Mit einem Betreibermodell steigt prinzipiell auch das Abhängigkeitsverhältnis zwischen Servicenehmer und Servicegeber. Kliniken müssen beim Outsourcing abwägen, wie wichtig IT für sie ist. Große Ketten und Verbünde neigen dazu, die IT selbst zu steuern. Kleinere Häuser haben dazu oft nicht die Mittel. "Der Betrieb von IT ist nicht zwingend eine Kernkompetenz der Krankenhäuser", stellt Carl Dujat, Chef der IT-Beratungsfirma Promedtheus, klar. "Schon heute externalisieren Krankenhäuser bestimmte IT-Leistungen, so etwa die Archivierung von Daten oder den Betrieb von Firewalls und Desktops." In Zukunft, glaubt Dujat, werde sich das Outsourcing häufen. Dass dies möglich ist, zeigen die skandinavischen Länder. Die Mehrzahl der Krankenhäuser in Finnland hat weite Teile der IT ausgelagert. "In Schweden geben ganze Regionen KIS und Fremdsysteme an Betreiber ab. Das heißt, Hardware, Software und Mitarbeiter bleiben im Krankenhaus, sind aber von einem Dienstleister angestellt", berichtet Andreas Lange vom Softwarehersteller Tieto, der Betreibermodelle für IT anbietet. "Dabei geht es im Prinzip für ein Krankenhaus weniger um den Erwerb einer Software, sondern um den Kauf einer Dienstleistung", ergänzt Lange, der bei Tieto für den Markt in Zentraleuropa verantwortlich ist. Die Zentrale in Finnland erwarte, dass sich dieses Modell auch in Zentraleuropa stärker durchsetzt.

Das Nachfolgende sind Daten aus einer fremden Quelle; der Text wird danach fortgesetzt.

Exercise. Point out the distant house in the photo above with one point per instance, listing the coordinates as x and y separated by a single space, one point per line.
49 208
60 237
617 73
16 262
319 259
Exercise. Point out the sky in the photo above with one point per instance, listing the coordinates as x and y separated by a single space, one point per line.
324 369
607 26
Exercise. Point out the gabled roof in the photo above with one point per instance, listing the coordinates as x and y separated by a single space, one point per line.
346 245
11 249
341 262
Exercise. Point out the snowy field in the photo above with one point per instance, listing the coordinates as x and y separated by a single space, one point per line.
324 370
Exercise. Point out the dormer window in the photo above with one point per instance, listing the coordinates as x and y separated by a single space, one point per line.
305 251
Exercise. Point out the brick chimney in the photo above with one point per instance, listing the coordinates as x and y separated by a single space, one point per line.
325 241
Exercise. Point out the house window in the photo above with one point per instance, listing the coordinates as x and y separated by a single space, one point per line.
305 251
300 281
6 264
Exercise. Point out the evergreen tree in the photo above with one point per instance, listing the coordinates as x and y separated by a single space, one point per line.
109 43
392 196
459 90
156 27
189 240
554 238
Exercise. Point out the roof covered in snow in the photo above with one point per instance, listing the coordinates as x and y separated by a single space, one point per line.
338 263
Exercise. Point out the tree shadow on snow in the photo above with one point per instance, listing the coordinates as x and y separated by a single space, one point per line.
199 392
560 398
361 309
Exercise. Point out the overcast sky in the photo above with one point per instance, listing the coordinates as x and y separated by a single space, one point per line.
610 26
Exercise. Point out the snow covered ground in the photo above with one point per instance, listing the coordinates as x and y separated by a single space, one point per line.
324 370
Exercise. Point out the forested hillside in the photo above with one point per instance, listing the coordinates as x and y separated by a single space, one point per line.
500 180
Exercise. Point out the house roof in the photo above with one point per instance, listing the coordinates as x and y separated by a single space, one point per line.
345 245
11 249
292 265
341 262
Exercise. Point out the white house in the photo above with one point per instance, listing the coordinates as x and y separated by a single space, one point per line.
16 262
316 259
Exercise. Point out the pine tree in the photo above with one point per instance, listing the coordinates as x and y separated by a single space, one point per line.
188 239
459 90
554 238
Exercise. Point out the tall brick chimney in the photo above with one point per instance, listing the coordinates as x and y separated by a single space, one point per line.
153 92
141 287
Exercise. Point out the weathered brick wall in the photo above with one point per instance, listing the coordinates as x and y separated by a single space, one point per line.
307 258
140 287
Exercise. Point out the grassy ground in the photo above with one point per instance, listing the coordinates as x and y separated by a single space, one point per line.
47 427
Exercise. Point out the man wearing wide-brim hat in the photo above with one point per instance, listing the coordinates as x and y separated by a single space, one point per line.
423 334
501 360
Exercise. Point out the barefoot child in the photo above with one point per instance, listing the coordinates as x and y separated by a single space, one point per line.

Ohne Schnittstellen kein Erfolg

Neben klassischen Systemhäusern wie T-Systems oder RZV und Dienstleistern wie Vamed bieten auch die Hersteller von Krankenhausinformationssystemen (KIS) wie Tieto IT-Betreibermodelle an. Schon heute werden sie in Klinikausschreibungen dazu aufgefordert, einen Großteil der Subsysteme, Fachlösungen und Kommunikationsserver sowie Infrastruktur anzubieten. So wird der KIS-Anbieter zum Generalunternehmen, das auch für Pacs, Labor- oder Abrechnungssysteme von anderen Herstellern die Verantwortung übernimmt und alleiniger Ansprechpartner für die Klinik ist. Glaubt man Experten, dann muss sich für einen Durchbruch im IT-Outsourcing jedoch zuerst die Schnittstellenproblematik lösen. Denn beim Vernetzen der häufig sehr komplexen Klinik-IT stellen sich die Anbieter der Software oft quer. "Nur wo sich standardisierte Lösungen durchsetzen, rechnen sich Betreibermodelle oder eine Generalunternehmerschaft für Dienstleister", sagt Dujat. In Finnland stellt sich das Problem der Schnittstellen nur zum Teil. "Hier sind stärkere monolithische und zentrale Systeme im Einsatz", erklärt Lange. "Bei Großkliniken liegen die anzubindenden Subsysteme im deutschen Vergleich etwa bei 2 zu 3, in kleineren Kliniken bei 1 zu 3." In Schweden liegt die Zahl der Subsysteme jedoch auf deutschem Niveau. "Und genau das", so Lange, "war oft der Grund, sich für Outsourcing zu entscheiden. Man wollte das Schnittstellenmanagement nicht mehr selbst verantworten."

"Momentan ist der Eigenbetrieb für ein Krankenhaus noch preisgünstiger", schätzt Andreas Kassner, beim Bundesverband für IT im Gesundheitswesen (BVITG) verantwortlich für die Servicegesellschaft. "Doch einen Schub gibt mit Sicherheit die Umsetzung des Medizinproduktegesetzes in diesem Jahr." Dann klärt sich, welche Teile der Kliniksoftware als Medizinprodukt deklariert werden. Das erfordert zusätzliches Know-how in den Kliniken, und die Unternehmen hoffen, dass die Häuser angesichts der wachsenden Komplexität mehr IT-Services auslagern.